Negli anni ’90 fra i jihadisti emerse il Gruppo Salafita per la Predicazione e il Combattimento, che poco dopo aderì ad al Qaeda dando origine ad Al Qaeda nel Maghreb Islamico (AQIM). Gli elementi meno radicali si avvicinarono invece al FIS e crearono l’Esercito Islamico di Salvezza, che però nel 1997, preso di mira non soltanto dai militari ma anche dai salafiti, dichiarò un cessate il fuoco unilaterale e due anni dopo si sciolse – prendendo le distanze dai terribili eccidi del GIA.

Durante la guerra civile i Fratelli Musulmani, organizzati nel Movimento per la Società e la Pace, rimasero fedeli allo stato schierandosi con i militari, e a metà degli anni ’90 parteciparono alle elezioni e presero parte alla vita politica del paese. Nel 1999 il Fronte di Liberazione Nazionale guidato da Bouteflika riuscì a cooptarli, formando una grande coalizione e sconfiggendo i salafiti.
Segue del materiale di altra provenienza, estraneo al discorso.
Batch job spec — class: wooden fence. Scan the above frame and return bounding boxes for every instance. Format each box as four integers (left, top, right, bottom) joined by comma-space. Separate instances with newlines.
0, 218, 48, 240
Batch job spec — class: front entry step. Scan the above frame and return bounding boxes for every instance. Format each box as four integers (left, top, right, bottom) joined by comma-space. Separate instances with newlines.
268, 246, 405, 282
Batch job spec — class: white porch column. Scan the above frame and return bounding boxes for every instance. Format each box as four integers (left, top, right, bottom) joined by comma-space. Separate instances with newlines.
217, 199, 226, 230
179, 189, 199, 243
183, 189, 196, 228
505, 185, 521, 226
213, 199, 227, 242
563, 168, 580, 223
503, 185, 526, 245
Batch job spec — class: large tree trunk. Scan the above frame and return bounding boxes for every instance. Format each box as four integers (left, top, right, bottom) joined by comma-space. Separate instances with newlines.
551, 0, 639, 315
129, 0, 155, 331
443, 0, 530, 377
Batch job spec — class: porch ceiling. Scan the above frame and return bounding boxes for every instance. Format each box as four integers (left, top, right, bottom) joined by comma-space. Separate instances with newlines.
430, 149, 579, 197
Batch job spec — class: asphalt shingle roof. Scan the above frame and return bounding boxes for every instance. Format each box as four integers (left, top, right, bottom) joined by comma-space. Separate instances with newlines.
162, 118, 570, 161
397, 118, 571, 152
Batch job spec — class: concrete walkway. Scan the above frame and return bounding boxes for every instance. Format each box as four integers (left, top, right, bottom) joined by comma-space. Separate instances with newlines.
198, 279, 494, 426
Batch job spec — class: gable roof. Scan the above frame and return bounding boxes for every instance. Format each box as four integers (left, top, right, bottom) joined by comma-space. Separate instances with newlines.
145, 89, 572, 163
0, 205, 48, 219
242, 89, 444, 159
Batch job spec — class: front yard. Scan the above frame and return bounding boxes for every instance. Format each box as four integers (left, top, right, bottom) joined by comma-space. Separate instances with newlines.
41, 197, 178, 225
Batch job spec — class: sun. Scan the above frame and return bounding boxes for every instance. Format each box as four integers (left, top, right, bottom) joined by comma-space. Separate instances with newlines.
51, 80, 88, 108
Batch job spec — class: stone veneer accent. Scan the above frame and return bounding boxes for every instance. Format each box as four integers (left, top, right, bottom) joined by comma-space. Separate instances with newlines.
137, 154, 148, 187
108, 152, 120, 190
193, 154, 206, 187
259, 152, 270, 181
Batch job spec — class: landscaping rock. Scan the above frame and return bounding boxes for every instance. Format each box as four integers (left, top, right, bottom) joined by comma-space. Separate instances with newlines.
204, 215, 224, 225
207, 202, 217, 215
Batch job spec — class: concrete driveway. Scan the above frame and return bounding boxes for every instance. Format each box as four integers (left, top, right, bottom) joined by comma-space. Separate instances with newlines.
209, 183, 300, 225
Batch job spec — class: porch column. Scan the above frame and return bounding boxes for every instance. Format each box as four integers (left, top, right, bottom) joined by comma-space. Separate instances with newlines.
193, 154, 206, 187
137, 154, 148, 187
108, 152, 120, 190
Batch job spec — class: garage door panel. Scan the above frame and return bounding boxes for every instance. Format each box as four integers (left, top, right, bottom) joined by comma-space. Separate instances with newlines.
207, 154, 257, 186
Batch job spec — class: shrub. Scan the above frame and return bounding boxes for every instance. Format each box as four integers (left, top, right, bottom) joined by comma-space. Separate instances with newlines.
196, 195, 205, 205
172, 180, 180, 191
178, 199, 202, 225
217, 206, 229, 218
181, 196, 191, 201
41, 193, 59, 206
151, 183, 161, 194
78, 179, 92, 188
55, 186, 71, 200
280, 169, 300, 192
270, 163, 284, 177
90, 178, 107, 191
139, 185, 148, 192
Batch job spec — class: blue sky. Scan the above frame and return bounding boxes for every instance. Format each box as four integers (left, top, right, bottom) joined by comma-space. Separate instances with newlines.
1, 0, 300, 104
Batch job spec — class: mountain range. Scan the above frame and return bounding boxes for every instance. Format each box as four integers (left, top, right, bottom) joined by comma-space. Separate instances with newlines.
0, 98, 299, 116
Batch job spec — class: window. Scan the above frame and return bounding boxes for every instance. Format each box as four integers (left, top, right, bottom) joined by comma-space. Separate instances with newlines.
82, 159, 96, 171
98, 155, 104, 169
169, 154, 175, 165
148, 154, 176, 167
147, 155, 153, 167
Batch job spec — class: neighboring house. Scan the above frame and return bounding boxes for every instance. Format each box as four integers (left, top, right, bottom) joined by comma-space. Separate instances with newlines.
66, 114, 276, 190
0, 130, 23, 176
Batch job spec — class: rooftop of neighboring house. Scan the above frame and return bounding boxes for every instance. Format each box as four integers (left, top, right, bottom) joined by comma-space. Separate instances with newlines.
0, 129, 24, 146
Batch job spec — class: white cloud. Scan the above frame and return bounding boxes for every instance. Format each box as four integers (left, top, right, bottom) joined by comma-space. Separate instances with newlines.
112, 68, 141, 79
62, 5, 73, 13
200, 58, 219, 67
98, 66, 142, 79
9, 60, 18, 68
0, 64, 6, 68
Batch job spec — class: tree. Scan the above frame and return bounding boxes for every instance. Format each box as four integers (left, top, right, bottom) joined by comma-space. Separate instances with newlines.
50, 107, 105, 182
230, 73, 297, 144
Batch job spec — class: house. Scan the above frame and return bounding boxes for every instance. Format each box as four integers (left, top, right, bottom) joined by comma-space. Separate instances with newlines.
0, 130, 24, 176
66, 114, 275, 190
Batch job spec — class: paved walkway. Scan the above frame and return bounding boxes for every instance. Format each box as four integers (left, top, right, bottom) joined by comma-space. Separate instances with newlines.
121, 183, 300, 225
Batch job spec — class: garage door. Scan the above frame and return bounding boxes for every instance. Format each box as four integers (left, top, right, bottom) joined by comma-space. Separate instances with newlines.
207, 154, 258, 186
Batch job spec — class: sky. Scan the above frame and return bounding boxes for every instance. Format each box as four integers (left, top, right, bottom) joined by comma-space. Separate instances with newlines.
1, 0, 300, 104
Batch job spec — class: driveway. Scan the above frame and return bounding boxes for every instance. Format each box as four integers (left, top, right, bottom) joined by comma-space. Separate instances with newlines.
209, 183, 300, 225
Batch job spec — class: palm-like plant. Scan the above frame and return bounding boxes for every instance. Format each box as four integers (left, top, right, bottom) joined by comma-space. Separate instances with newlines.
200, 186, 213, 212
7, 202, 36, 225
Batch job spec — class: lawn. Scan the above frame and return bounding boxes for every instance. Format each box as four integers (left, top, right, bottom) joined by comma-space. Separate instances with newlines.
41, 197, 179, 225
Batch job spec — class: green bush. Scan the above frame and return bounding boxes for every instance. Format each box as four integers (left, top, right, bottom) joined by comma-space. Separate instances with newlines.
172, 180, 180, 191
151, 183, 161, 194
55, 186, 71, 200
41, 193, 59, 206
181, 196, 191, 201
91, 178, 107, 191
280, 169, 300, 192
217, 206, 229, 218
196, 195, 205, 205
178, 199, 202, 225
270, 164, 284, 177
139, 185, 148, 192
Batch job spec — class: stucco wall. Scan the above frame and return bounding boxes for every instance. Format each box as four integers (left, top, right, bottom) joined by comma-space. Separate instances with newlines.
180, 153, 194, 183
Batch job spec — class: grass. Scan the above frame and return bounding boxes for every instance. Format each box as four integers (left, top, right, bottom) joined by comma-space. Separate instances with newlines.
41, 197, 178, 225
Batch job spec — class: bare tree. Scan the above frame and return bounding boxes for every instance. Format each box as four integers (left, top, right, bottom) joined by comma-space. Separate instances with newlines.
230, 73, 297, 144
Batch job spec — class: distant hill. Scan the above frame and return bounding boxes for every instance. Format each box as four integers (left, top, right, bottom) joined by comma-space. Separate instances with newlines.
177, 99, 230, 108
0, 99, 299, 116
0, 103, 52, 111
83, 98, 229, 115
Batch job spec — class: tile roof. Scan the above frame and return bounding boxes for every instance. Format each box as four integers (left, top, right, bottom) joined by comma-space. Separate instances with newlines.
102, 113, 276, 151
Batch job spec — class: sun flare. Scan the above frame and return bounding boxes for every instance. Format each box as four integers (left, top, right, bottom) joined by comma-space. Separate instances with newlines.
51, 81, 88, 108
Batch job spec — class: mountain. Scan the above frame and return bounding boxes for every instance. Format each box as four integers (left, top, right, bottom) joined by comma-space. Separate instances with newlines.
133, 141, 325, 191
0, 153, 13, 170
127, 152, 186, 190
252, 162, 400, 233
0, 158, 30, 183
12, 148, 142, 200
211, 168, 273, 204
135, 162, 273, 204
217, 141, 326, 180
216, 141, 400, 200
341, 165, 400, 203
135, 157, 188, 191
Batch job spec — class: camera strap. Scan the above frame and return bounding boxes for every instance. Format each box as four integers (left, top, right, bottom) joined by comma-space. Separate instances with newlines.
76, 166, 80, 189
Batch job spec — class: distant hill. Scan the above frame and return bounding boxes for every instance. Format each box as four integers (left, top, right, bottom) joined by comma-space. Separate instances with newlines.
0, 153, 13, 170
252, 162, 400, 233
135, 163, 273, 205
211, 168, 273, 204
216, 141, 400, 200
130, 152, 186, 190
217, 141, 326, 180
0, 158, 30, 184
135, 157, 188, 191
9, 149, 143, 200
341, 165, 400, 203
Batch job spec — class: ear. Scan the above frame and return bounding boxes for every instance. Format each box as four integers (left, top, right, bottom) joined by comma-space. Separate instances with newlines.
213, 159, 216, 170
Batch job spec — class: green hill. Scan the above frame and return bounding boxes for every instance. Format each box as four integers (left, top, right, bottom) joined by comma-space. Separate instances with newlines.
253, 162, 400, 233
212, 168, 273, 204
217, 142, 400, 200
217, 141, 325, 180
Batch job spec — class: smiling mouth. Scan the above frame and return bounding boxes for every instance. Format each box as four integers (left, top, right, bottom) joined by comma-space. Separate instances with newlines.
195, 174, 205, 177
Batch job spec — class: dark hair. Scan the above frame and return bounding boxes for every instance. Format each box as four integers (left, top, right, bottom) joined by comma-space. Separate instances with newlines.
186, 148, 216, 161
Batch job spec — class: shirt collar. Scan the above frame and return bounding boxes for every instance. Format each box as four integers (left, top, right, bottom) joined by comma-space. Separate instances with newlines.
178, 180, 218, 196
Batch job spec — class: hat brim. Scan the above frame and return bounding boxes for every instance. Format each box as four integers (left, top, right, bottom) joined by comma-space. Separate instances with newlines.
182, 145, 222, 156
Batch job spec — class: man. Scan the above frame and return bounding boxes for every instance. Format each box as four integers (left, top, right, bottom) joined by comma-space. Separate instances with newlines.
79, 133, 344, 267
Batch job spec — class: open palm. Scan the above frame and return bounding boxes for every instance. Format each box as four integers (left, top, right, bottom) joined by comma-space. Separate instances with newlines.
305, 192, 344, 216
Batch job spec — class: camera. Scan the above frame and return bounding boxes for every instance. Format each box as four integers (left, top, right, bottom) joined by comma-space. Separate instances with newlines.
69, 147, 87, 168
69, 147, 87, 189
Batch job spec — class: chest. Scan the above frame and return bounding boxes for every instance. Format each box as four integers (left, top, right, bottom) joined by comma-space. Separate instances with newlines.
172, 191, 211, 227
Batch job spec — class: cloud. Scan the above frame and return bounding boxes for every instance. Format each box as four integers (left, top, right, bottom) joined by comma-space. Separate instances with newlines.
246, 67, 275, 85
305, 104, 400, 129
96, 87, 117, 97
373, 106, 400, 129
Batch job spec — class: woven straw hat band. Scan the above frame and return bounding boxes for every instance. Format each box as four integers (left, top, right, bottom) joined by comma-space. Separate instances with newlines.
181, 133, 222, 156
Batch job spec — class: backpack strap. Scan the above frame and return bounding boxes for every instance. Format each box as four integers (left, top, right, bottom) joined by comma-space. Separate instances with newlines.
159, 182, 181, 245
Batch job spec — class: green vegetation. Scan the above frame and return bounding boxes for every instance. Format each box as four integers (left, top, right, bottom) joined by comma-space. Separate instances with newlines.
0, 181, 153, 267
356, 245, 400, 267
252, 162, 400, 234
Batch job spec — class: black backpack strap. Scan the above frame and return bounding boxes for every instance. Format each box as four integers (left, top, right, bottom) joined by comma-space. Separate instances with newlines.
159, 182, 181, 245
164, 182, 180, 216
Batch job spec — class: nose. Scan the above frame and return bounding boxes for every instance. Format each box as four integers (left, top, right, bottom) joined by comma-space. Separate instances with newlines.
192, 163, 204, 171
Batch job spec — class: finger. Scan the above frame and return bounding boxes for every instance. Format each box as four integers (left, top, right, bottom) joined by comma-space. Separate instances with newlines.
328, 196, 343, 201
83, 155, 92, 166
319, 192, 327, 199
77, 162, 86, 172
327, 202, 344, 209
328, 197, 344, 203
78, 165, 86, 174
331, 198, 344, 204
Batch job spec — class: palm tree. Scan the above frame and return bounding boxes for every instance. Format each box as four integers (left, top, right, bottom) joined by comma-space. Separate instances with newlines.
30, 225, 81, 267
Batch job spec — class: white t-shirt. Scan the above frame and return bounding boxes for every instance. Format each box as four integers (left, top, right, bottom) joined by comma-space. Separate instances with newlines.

Per porre fine alla guerra civile il FNL nel periodo 1999-2004 fece un tentativo di riconciliazione adottando la Carta per la Pace e la Riconciliazione, che divenne legge nel 2006. Ma dopo l’11 settembre ci fu un inasprimento contro i gruppi salafiti che, per quanto indeboliti, rappresentavano ancora una minaccia per il governo. Il patto con i Fratelli Musulmani resse, e Bouteflika riuscì a vincere tutte le successive elezioni.

Ma lo scoppio delle ‘Primavere Arabe’ nella regione causò una frattura nella coalizione: il Movimento per la Società e la Pace, incoraggiato dal successo dei Fratelli Musulmani in Tunisia, Marocco ed Egitto, lasciò il governo e si unì ad altri gruppi islamisti creando la Coalizione Verde. Ora che i Fratelli Musulmani sono usciti dalla coalizione, i militari cercano l’alleanza con il FIS.

I leader ad Algeri sono consapevoli del pericolo islamista, specialmente ora che una branca di AQIM ha dichiarato fedeltà allo Stato Islamico prendendo il nome di Jund al-Khalifah. Sperano che la cooptazione del FIS serva a frenare l’avanzata di jihadisti e salafiti, e causi ulteriori scissioni in un panorama islamista già molto frammentato. Ma il successo della strategia dipenderà dall’abilità politica del futuro presidente.